这是各种编码之间来回转乱会导致的可能乱码结果
总结下就是
原始编码 | 目标编码 | 结果 |
---|---|---|
UTF-8 | ASCII | ‘ascii’ codec can’t decode byte 0xe9 in position 0: ordinal not in range(128) |
UTF-8 | GBK | 闇嶆牸娌冨吂娴嬭瘯瀛﹂櫌 ceshiren.com |
UTF-8 | UNICODE_ESCAPE | éæ ¼æ²å ¹æµè¯å¦é¢ ceshiren.com |
GBK | ASCII | ‘ascii’ codec can’t decode byte 0xbb in position 0: ordinal not in range(128) |
GBK | UTF-8 | ‘utf-8’ codec can’t decode byte 0xbb in position 0: invalid start byte |
GBK | UNICODE_ESCAPE | »ô¸ñÎÖ×ȲâÊÔѧԺ ceshiren.com |
示例代码
import pytest
from mtf.core.logger import log, log_to_file
log_to_file()
@pytest.mark.parametrize('from_encoding, to_encoding', [
['UTF-8', 'ASCII'],
['UTF-8', 'GBK'],
['UTF-8', 'UNICODE_ESCAPE'],
['GBK', 'ASCII'],
['GBK', 'UTF-8'],
['GBK', 'UNICODE_ESCAPE'],
])
def test_encoding(from_encoding, to_encoding):
try:
content = '霍格沃兹测试学院 ceshiren.com'
log.debug(f'from = {from_encoding} to = {to_encoding}')

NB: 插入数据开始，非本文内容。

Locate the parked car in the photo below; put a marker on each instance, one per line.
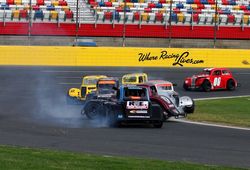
(211, 79)
(162, 93)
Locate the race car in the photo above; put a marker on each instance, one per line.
(77, 95)
(131, 105)
(162, 92)
(134, 78)
(105, 88)
(211, 79)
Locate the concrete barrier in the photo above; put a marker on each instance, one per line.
(113, 56)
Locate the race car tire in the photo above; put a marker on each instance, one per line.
(92, 109)
(110, 117)
(206, 86)
(190, 109)
(158, 124)
(185, 86)
(231, 85)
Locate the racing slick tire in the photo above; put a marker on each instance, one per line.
(190, 109)
(231, 85)
(206, 86)
(92, 109)
(157, 113)
(185, 87)
(158, 124)
(111, 117)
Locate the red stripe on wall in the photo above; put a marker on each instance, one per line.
(160, 31)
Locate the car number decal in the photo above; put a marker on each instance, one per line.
(137, 105)
(217, 81)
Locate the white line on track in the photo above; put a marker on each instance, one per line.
(243, 73)
(62, 83)
(228, 97)
(86, 71)
(68, 77)
(208, 124)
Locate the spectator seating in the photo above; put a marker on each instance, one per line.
(196, 12)
(41, 10)
(159, 12)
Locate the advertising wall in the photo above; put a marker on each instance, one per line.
(113, 56)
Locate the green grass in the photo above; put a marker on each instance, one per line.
(17, 158)
(235, 111)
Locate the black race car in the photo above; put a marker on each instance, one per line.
(130, 105)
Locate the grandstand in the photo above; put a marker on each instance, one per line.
(143, 18)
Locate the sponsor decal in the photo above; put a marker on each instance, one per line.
(245, 62)
(139, 117)
(137, 105)
(179, 58)
(138, 111)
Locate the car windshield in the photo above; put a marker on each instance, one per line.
(107, 91)
(164, 88)
(205, 72)
(106, 86)
(89, 81)
(135, 92)
(129, 79)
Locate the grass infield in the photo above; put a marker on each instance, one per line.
(17, 158)
(233, 111)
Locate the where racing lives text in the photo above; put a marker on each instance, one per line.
(179, 59)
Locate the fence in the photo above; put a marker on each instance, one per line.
(164, 19)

log.debug(content.encode(from_encoding))
log.debug(content.encode(from_encoding).decode(to_encoding))
except Exception as e:
log.exception(e)
运行日志
[2021-01-15 18:57:06] 74940:D logger.py:61:log_to_file: log init ./debug.2021.01.15-18.57.06.log
[2021-01-15 18:57:06] 74940:D test_encoding.py:19:test_encoding: from = UTF-8 to = ASCII
[2021-01-15 18:57:06] 74940:D test_encoding.py:20:test_encoding: b'\xe9\x9c\x8d\xe6\xa0\xbc\xe6\xb2\x83\xe5\x85\xb9\xe6\xb5\x8b\xe8\xaf\x95\xe5\xad\xa6\xe9\x99\xa2 ceshiren.com'
[2021-01-15 18:57:06] 74940:E test_encoding.py:23:test_encoding: 'ascii' codec can't decode byte 0xe9 in position 0: ordinal not in range(128)
Traceback (most recent call last):
File "/Users/seveniruby/PycharmProjects/MTF/mtf/tests/test_python/test_encoding.py", line 21, in test_encoding
log.debug(content.encode(from_encoding).decode(to_encoding))
UnicodeDecodeError: 'ascii' codec can't decode byte 0xe9 in position 0: ordinal not in range(128)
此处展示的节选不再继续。